Get Your Motor Runnin’

Edward Smith, who lives with his current “girlfriend” – a white Volkswagen Beetle named Vanilla, insisted that he was not “sick” and had no desire to change his ways.

Mr Smith, 57, first had sex with a car at the age of 15, and claims he has never been attracted to women or men.

But his wandering eye has spread beyond cars to other vehicles. He says that his most intense sexual experience was “making love” to the helicopter from 1980s TV hit Airwolf.

As well as Vanilla, he regularly spends time with his other vehicles – a 1973 Opal GT, named Cinnamon, and 1993 Ford Ranger Splash, named Ginger.

Before Vanilla, he had a five-year relationship with Victoria, a 1969 VW Beetle he bought from a family of Jehovah’s Witnesses.

His last relationship with a woman was 12 years ago – and he could not bring himself to consummate it, although he did have sex with girls in his younger days.

Mr Smith is now part of a global community of more than 500 “car lovers” brought together by internet forums. —

I can hardly wait for the movie. With music by the Cars, no doubt.

I also want to know how he does it. Where does he put it? The ignition switch? The tailpipe? Is there a part of a car as attractive to him as the family’s raw liver was for Portnoy? Do tell. I skipped school the day they taught car sex class during high school sex education.

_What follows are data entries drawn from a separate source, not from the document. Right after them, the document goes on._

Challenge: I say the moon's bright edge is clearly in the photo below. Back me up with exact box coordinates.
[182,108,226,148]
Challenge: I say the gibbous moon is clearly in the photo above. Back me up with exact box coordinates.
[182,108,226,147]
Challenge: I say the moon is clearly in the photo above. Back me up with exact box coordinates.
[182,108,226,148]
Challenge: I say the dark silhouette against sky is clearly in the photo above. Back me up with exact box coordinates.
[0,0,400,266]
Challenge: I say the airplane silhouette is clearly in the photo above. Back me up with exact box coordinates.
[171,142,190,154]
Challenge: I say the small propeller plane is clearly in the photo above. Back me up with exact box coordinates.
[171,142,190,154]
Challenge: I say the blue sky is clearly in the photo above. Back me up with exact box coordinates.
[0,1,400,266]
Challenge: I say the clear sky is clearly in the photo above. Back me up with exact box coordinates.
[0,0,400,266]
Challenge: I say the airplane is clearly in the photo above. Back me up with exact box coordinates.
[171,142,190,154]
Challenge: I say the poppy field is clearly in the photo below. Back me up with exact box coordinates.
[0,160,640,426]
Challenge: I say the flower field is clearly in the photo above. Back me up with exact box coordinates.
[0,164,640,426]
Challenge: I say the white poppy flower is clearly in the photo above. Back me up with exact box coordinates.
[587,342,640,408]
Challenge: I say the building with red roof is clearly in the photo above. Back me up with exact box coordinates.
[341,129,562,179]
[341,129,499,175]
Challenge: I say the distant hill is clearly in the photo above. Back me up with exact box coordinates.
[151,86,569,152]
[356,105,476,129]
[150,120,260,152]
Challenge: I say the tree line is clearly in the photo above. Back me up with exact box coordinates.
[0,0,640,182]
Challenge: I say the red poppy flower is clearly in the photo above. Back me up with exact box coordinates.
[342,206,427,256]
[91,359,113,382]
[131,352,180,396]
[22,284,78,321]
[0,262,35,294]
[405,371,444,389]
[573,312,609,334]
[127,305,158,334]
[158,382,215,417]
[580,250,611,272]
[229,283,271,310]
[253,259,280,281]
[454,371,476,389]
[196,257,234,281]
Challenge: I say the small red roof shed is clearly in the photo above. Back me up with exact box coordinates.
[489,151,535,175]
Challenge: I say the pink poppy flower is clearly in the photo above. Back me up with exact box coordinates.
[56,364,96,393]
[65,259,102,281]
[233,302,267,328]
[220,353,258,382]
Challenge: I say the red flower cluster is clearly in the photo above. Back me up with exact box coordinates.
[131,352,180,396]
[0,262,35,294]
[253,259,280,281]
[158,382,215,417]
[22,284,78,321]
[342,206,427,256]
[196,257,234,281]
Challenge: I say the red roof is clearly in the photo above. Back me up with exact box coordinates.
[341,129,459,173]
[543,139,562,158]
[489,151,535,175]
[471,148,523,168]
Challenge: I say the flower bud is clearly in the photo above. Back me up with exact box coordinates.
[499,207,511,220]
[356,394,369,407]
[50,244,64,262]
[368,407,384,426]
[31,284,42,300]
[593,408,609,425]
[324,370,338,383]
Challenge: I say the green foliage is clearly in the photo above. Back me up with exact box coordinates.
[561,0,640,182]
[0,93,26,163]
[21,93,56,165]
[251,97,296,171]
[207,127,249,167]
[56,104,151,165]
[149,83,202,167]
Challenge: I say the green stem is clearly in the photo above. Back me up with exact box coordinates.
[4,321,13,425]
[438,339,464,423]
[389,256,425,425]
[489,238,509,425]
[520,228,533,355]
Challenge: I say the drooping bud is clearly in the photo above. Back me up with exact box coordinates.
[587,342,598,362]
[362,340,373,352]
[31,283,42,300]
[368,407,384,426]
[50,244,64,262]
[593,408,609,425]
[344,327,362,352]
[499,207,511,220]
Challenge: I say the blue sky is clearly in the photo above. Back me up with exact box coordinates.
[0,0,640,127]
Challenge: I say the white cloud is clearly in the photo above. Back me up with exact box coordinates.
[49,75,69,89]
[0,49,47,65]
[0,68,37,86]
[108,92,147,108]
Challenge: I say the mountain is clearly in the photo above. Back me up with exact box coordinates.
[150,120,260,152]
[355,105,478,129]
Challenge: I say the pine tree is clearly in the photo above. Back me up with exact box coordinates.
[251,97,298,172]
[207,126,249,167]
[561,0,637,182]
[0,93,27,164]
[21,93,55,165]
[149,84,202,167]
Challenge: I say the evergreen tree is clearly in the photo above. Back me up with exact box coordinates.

I really loved my Pontiac Grand Prix, but not once did I have the urge to fuck it. It fucked me more than a few times, but only in the same sense that the auto mechanic did. It hurt, but no Sunbirds popped out nine months later.

For that matter, I never named any of my cars, either. I knew one guy who had a Rambler named “Cheeks,” but he never had sex with it (or anybody else, as it turned out, until quite late in his life. Medical problems. And he died young, as did the car). Maybe he missed his only chance.

Imagine youngsters parked in a dark lane somewhere, making out and getting serious. She smiles her encouragement as he produces the condom. Peeking out out the windshield to reconnoiter, they spot Edward Smith moaning like a lovesick pigeon as he humps and grinds the grill of his faithful VW beetle. I imagine it’s curtains for the young couple’s copulative performance. Poor bastard fellow heads home with blue balls to beat the band, while his date is traumatized worse than her first anal adventure.

Auto-eroticism taken to a new level, a distinctly low one.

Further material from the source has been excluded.